I’ve been attending Church at least once a week and become a (Protestant) Born again Christian.
I’ve “Came out” to a few trusted friends, and they’ve been extremely supportive and I’ve connected with one or two of them on a deeper level, now that we’ve recognised each other properly, and the Stigma’s are discarded. Going to Church isn’t really something you discuss in casual conversation around here – especially in the Factories. It’s something else they can try to knock you down about (Or tie you to a Stake and burn you as a Witch for) *rolls eyes*
I’ve done it for a lot of reasons, namely because I already have good Christian morals and values and want to build upon them, but also because I need the discipline, the balance, something good and inspiring to believe in and most importantly, I need to be around good people. My congregation is mostly older ladies with a few men present, and I stick out like a NEW GIRL sore thumb in my black lace and tartan, but I’m still learning even though I’m worried that I don’t know enough yet. I enjoy listening to the Hymns and the Bible Extracts, and particularly when the President takes an Extract and applies it to real life and how we mirror it. The best bit though, is the Exchanges of Peace where everyone jumps up and shakes hands with each other and says “Peace be with you!”. It’s quite something to have an army of Nana’s descend upon you to kiss your cheek and squeeze your hand affectionately and to wish you well. I look forward to it all week. Just to be appreciated and acknowledged by Strangers. No Peace Offering needed.
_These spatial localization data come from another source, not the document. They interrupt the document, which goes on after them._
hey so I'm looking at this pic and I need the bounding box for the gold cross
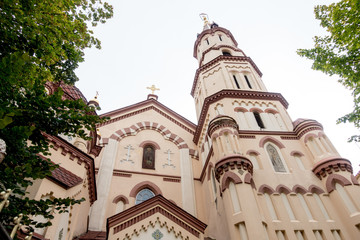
[146,84,160,95]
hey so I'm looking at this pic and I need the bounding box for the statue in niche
[142,145,155,169]
[266,144,286,172]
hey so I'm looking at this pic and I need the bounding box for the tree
[297,0,360,141]
[0,0,113,233]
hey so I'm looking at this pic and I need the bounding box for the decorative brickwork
[214,155,253,181]
[312,158,353,180]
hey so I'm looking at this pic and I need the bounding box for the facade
[27,21,360,240]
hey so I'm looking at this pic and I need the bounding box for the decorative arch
[219,129,235,136]
[326,174,352,193]
[109,121,189,149]
[258,184,275,194]
[249,107,263,113]
[276,185,292,194]
[290,151,304,157]
[246,150,260,155]
[221,171,242,192]
[129,181,162,198]
[234,107,248,112]
[308,185,325,195]
[292,185,308,194]
[304,133,318,143]
[264,108,279,114]
[244,172,253,184]
[259,136,285,149]
[112,195,129,204]
[139,140,160,150]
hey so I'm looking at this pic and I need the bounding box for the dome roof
[60,83,87,103]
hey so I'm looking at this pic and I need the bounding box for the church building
[27,18,360,240]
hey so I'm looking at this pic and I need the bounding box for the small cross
[146,84,160,95]
[163,149,175,168]
[95,91,99,99]
[121,145,134,164]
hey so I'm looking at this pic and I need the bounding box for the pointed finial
[146,84,160,95]
[88,91,100,108]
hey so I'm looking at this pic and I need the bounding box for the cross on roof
[146,84,160,95]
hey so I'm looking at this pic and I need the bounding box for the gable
[107,195,206,240]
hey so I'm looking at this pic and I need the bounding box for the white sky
[76,0,360,173]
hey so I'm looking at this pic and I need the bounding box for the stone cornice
[207,115,239,137]
[44,133,97,204]
[293,119,323,139]
[194,26,238,58]
[107,195,207,238]
[191,55,262,97]
[214,154,253,181]
[193,90,289,144]
[98,99,196,134]
[199,44,246,66]
[312,157,353,180]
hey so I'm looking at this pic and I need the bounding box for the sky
[76,0,360,173]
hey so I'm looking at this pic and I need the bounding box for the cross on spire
[147,84,160,95]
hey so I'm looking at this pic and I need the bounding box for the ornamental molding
[193,89,288,144]
[191,55,262,96]
[214,154,253,181]
[312,157,353,180]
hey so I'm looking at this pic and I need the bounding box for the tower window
[253,112,265,129]
[206,38,209,45]
[233,75,240,89]
[219,35,222,41]
[222,51,232,56]
[244,75,252,89]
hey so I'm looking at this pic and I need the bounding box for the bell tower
[193,16,360,240]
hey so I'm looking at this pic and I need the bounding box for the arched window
[253,112,265,129]
[135,188,155,205]
[222,50,232,56]
[233,75,241,89]
[142,144,155,169]
[266,144,287,172]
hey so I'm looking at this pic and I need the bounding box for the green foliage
[0,0,112,233]
[297,0,360,141]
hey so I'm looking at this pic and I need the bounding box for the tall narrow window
[233,75,241,89]
[238,222,248,240]
[135,188,155,205]
[266,144,287,172]
[313,230,324,240]
[294,230,306,240]
[297,193,314,220]
[313,193,330,220]
[264,193,278,220]
[249,153,260,170]
[276,230,286,240]
[229,181,241,213]
[219,35,223,41]
[253,112,265,129]
[280,193,296,220]
[115,201,124,214]
[244,75,252,89]
[331,230,342,240]
[142,145,155,169]
[335,183,357,214]
[262,223,270,240]
[206,38,209,45]
[294,154,305,170]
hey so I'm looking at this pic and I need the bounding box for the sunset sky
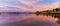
[0,0,60,12]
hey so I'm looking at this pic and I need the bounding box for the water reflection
[35,12,60,25]
[43,13,60,24]
[0,13,59,26]
[56,18,60,24]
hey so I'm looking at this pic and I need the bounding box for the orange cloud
[30,2,59,12]
[17,0,59,12]
[0,2,59,12]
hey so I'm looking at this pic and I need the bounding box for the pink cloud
[17,0,59,12]
[30,2,59,12]
[0,2,59,12]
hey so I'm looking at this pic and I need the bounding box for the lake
[0,14,60,26]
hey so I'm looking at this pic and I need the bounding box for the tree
[35,11,40,16]
[55,8,58,12]
[53,9,55,12]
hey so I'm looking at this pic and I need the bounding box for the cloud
[37,0,60,4]
[0,4,33,12]
[17,0,60,12]
[18,0,60,5]
[0,3,59,12]
[0,0,60,12]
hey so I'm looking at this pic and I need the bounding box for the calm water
[0,14,60,26]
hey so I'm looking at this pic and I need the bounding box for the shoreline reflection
[0,12,59,26]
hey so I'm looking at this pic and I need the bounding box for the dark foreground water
[0,14,60,26]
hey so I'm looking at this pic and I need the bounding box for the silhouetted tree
[55,8,58,12]
[53,9,55,12]
[35,11,40,16]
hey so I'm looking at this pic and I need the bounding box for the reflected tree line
[42,8,60,24]
[34,8,60,24]
[0,8,60,24]
[53,8,60,24]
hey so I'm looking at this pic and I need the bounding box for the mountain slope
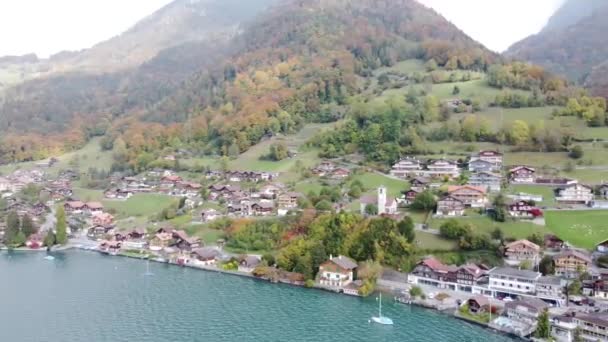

I’ve longed to sit in the quiet sanctity of a holy building since my early Teens – probably when I first started realising that there was something terribly *wrong* in my Family – and take comfort in the fact that I was loved already by a mighty entity. Just to sit in the quiet and not be screamed at or psychologically attacked over every tiny achievement. Was never allowed to stray on a Sunday, had to get up for my Paper Route and to then assist in making the Sunday Lunch, running any errands and to then clean up.
I haven’t seen my paternal family much since October and it’s made a considerable difference to life – I’m happier, more secure in myself and confident again. I’m not battling their constant attempts to tear me down to their level, their ignorance, selfishness & disloyalty, and their aggressive Hyena mentalities. I appreciate silence more, seek reassurance in myself rather than others and don’t feel guilty about doing my own thing anymore. I want to be a good Garment designer to my customers and to look after them properly and to do the very best I can. I want to guard myself against evil, manipulative and selfish people whilst still believing the best in them. I want to be free to love and shower my friends with my affections and to not feel guilty or ‘Overload’ in doing so. There is so much Joy in being Alive, and no more reasons to be Afraid.
These past few weeks have been filled with a quiet thing with no shape or name.
It has a primordial glitter like celestial dust.
It smells like Hope and glows like Love.
And sounds like a Butterfly growing in the Dark.